The performance data quoted represents past performance. The above performance information for the Fund does not reflect the imposition of a 2% redemption fee on shares held for 90 days or less to deter market timers. If reflected, the fee would reduce the performance quoted. Past performance does not guarantee future results. The investment return and principal value will fluctuate so that an investor's shares, when redeemed, may be worth more or less than their original cost. Current performance may be lower or higher than the performance data quoted. Average annual total return measures annualized change, while total return measures aggregate change. To obtain most recent month-end performance data, visit oakmark.com.

* Not annualized

Quarter Review

The June quarter extended The Oakmark Global Fund's streak of profitable quarters to eleven with a gain of 6%. Though a fine absolute return, the number lagged behind the 7% that the MSCI World Index reported. During the quarter the Fund enjoyed strong results in the U.S. and several European markets. Yet poor relative returns in Japan and the United Kingdom as well as a lack of exposure to resource-based economies produced the shortfall versus the benchmark. The Fund's country weights remained relatively constant.

The nine months of the Fund's fiscal year show a return of 21%, compared to 18% for the MSCI World Index. As always, we are most pleased to report that the compound annualized rate of return since the Fund's inception is 18%.

Since the Fund's inception, corporate transaction activity has benefited the Fund's returns, and the pace of that activity has been accelerating.

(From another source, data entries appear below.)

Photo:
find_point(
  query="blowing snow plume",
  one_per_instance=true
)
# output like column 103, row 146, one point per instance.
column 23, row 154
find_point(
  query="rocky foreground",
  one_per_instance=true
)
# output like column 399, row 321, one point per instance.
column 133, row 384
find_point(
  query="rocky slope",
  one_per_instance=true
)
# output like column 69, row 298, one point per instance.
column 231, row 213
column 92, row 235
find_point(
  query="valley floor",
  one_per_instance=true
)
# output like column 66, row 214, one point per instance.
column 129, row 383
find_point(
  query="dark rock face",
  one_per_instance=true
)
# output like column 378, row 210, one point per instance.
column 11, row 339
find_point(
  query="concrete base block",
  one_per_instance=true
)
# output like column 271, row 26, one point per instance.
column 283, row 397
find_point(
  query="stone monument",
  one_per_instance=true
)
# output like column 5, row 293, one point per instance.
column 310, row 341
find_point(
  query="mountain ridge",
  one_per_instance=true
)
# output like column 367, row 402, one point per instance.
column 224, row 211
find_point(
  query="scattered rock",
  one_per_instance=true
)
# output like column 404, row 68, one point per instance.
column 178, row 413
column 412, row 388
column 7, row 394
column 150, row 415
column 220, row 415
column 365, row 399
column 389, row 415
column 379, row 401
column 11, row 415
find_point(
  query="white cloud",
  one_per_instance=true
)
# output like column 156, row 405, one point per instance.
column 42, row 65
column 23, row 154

For example, the Fund's June quarter experienced two deals, Ceridian and eFunds. We do not initiate positions in equities with a specific expectation that a buyout will eventually occur, but a profitable acquisition outcome is the ultimate vindication of analysis for value investors. In the June quarter the financial press turned its focus to private equity firms and their transactions. Usually when the financial press settles on an issue of the day, one can be certain that the issue is soon to fade away. And it does look like the political and interest rate environments are trending less favorably for the private equity buyer. While private equity has played a role in the Fund's acquisition outcomes, strategic acquisitions (e.g. one company purchasing another to create a stronger entity) have been far more important. Nikko Securities, Burlington Resources, eFunds, and the DaimlerChrysler sale of Chrysler are all recent examples of strategic transactions with large positive outcomes. Should private equity somehow recede back into obscurity, we would still expect deal activity to continue.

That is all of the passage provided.